People who suffer with chronic musculoskeletal pain face a daily struggle with their sense of self and find it difficult to prove the legitimacy of their condition.
A new study, funded by the National Institute for Health Research Health Services and Delivery Research (HS&DR) Programme, systematically searches for, and makes sense of, the growing body of qualitative research on musculoskeletal pain to help understand the experiences of patients suffering from chronic pain.
A number of concerning themes arose from the study, published in the Health Services and Delivery Research journal, which highlighted:
- Patients struggling with the fundamental relationship with their body, and a sense that it is no longer 'the real me'.
- A loss of certainty for the future, and being constantly aware of the restrictions of their body.
- Feeling lost in the health care system; feeling as though there is no answer to their pain.
- Finding it impossible to 'prove' their pain; "if I appear 'too sick' or 'not sick enough' then no one will believe me"
Kate Seers, Professor of Health Research at Warwick Medical School and Director of the Royal College of Nursing Research Institute, was a collaborator on this study. She explains, "Being able to collate this vast amount of information from patients paints a worrying picture about the experiences they have with chronic non-malignant pain. Our goal has to be to use this information to improve our understanding of their condition and, consequently, the quality of care we can provide."
"Having patients feel that they have to legitimise their pain, and the sense that doctors might not believe them, is something that should really concern us as health care professionals."
The study also identified a number of ways in which patients can move forward with their lives.
The key for some people appears to be building a new relationship with the body and redefining what is 'normal', rather than trying to maintain the lifestyle before the pain. Developing an understanding of what the body is capable of and becoming confident to make choices can aid the process of living with musculoskeletal pain.

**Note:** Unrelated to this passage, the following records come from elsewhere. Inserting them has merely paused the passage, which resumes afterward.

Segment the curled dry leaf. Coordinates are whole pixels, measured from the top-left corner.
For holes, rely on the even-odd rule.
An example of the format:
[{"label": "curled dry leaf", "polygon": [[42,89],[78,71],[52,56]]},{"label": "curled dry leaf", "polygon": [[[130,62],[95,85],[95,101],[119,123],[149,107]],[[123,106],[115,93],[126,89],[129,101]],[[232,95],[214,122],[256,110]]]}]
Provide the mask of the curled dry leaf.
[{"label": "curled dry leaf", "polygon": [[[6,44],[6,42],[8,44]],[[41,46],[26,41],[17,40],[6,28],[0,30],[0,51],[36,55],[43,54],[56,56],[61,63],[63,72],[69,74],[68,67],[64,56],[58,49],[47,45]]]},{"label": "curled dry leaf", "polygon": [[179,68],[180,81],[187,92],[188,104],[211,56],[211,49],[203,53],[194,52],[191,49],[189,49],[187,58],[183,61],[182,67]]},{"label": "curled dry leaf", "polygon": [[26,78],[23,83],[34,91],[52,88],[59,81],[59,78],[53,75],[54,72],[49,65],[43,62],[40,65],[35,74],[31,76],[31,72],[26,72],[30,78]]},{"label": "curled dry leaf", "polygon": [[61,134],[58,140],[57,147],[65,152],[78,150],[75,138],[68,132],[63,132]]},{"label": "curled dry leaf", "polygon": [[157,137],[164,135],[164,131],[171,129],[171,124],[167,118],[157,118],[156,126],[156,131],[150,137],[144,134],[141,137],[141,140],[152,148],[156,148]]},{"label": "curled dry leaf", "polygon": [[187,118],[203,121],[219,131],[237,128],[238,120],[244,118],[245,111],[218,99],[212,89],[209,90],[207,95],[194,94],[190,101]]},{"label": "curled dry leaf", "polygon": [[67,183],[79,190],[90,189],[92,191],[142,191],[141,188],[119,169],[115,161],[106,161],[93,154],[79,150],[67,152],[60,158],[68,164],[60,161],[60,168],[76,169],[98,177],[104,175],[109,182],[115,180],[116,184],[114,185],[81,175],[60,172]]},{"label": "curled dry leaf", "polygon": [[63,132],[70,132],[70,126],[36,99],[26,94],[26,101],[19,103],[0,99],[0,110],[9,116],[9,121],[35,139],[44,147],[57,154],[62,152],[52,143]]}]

Dr Francine Toye, of Nuffield Orthopaedic Centre, Oxford University Hospitals NHS Trust, explains, "This paper shows there can be value in discussing the condition with other people who are going through the same experience and knowing that you are not alone. Of course you can learn about your condition from various sources, but sharing your experience seems to really help people to move forward."
77 studies of chronic musculoskeletal pain were included in the meta-ethnography, with collaborators from Nuffield Orthopaedic Centre, the University of Warwick, Glasgow Caledonian University, Leeds Metropolitan University, Nuffield Department of Orthopaedics, Rheumatology and Musculoskeletal Sciences and the University of Calgary.